ZIM OUT OF ORDER
A Zimbabwean high court judge’s decision that aspects of the country’s currency policy are unconstitutional is not likely to be upheld by the supreme court
Anew judgment on the debacle around Zimbabwe’s currency has found key elements of the country’s legislative framework unconstitutional. It’s the second time the judge involved, Joseph Mafusire, has issued a decision against the government’s currency policy.
In 2019, architects Penelope Stone and Richard Beattie complained that their $142,000, converted to the realtime gross settlement dollar, or Zimdollar, was now worth just a pitiful fraction of the original amount. On the basis of banker-customer principles of common law, they claimed the original value.

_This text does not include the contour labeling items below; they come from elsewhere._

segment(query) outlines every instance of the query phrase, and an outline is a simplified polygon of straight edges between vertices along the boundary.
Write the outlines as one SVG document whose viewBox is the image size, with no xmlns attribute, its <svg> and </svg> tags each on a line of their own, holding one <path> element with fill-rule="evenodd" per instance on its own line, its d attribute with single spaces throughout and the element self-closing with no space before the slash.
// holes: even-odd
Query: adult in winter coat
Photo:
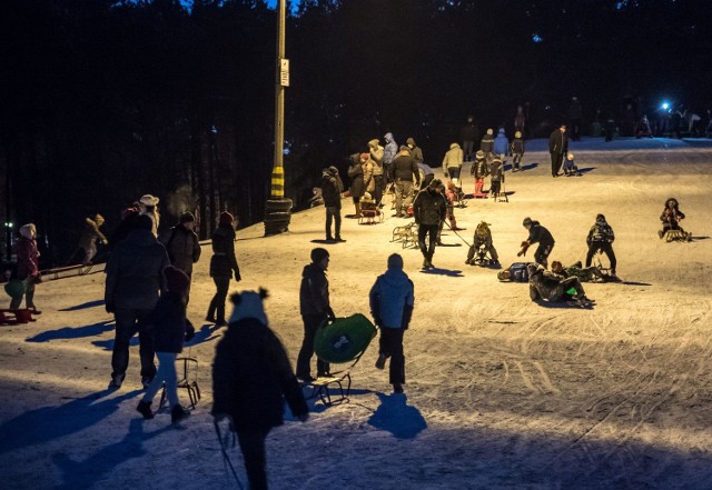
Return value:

After Mafusire ruled in Stone and Beattie’s favour, the government appealed and the Supreme Court of Zimbabwe overturned his decision.
Now the architects have come back with a different legal attack, claiming that key directives, regulations and even certain sections of the law are unconstitutional.

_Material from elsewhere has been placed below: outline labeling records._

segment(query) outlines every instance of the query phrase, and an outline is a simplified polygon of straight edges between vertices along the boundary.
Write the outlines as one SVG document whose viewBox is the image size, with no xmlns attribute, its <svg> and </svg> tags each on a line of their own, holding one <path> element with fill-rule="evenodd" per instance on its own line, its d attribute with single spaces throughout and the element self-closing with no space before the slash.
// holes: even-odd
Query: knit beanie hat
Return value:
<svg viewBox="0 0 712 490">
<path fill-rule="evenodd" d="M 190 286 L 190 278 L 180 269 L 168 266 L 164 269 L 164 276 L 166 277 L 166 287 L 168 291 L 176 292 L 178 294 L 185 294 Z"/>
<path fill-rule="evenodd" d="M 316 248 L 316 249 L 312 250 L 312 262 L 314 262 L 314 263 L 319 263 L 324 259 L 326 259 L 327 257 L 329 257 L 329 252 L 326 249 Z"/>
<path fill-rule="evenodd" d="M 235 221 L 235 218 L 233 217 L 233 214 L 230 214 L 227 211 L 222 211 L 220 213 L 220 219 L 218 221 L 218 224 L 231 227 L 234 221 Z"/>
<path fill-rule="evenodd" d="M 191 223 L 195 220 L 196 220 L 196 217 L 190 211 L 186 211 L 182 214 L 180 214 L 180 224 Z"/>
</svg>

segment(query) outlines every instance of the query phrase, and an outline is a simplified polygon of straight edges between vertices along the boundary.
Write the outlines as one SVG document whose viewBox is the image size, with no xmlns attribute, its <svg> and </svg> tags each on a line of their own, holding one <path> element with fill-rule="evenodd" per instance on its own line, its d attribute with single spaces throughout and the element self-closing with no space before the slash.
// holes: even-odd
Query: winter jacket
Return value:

Mafusire’s first task was to establish that the basis of the present legal action differed from the 2019 case, and that it wasn’t an attempt to re-argue a matter already decided by the supreme court. That done, he toured the background to the situation, the changes in government policy and the fluctuating fortunes of the local currency.

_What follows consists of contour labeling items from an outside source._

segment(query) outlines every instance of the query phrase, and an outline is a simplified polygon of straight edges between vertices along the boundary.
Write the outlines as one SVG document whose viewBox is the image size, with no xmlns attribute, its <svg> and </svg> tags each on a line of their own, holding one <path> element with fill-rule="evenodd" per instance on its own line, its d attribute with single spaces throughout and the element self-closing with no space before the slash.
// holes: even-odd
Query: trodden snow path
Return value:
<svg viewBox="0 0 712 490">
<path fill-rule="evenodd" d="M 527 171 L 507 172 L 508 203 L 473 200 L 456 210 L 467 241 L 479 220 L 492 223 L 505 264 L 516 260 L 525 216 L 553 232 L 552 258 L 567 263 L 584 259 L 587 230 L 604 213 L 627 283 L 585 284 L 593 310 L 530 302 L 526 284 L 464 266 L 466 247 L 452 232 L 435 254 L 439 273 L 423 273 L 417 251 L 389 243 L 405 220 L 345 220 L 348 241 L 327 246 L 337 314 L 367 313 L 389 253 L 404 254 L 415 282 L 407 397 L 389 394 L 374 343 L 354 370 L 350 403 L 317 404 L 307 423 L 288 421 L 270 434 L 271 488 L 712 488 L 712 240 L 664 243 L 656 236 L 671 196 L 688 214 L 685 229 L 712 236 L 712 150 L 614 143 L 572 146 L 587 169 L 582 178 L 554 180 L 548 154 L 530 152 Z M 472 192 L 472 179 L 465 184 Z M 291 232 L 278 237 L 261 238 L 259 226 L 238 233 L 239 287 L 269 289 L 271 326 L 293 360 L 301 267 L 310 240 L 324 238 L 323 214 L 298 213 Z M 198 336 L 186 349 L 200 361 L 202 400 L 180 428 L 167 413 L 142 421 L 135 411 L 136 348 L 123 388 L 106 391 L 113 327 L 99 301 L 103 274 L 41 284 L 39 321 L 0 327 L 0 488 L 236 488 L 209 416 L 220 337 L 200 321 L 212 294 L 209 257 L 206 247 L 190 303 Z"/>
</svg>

In part, the debate focused on an aspect of the exchange control regulations that compelled authorised dealers to comply with any directions by an exchange control authority related to the terms on which they exchange foreign currency for the currency of Zimbabwe.
Stone and Beattie argued that the “parity ratio” of the Zim dollar to the US dollar “was a fiction” as they weren’t on par, “even on inception”. While key 2018 exchange control directives, along with certain statutes, purported to give the government powers to limit a constitutionally enshrined right this is something no subordinate legislation may do, and the government’s actions amounted to deprivation of the applicants’ right to property.
Mafusire said the government’s power to govern is unquestioned and that, generally, a court cannot interdict the exercise of powers conferred by statute. But “the wide range of powers enjoyed by the executive and legislature is not unchecked”. They could not exercise power arbitrarily. “[The g]overnment cannot, in the name of sovereignty, invade rights guaranteed by the constitution unless the constitution itself permits it.”
Measures adopted by the government in the name of currency reforms were “undoubtedly harmful to the banking public”, and the executive had “expressly admitted as much”.
The government, for example, had not contested Stone and Beattie’s allegation that their deposit of $142,000, converted to Zimdollars, had devalued “more than 130 times”. But the judge pointed out that the architects would receive no compensation: recent government promises to compensate for losses caused by the 2019 “currency changeover” applied only to those with less than $1,000 in their accounts at the time, with plans for compensating only those who had “up to $100,000”.
A pyrrhic victory?
After analysing government actions during this period, the judge concluded that, in its currency reforms, it had breached a central tenet: “A government must not make, let alone implement, arbitrary decisions.”
The government’s currency reforms deprived Stone and Beattie of the value of their deposit, but Mafusire found that none of the reasons given by government for this action was included on the list of constitutionally lawful grounds for deprivation.
Crucial paragraphs in the exchange control directives were impeachable, Mafusire said, because they were the device by which the government “improperly interfered” with the contractual rights and obligations between the applicants and the bank, and caused deprivation of the applicants’ property rights.
Other directives gave the government power it did not have, he added, and in so doing invaded constitutionally protected rights.
Mafusire thus declared key exchange control directives ultra vires and set them aside. He also set aside sections of the Finance Act and held that the conversion of funds in the Stone and Beattie account to Zimdollars violated the constitution.
Mafusire emerges as a thoughtful, independent judge, but his decision will in all likelihood be a pyrrhic victory: the supreme court must confirm any declaration of unconstitutionality, and the chances that it will agree with him must surely be zero.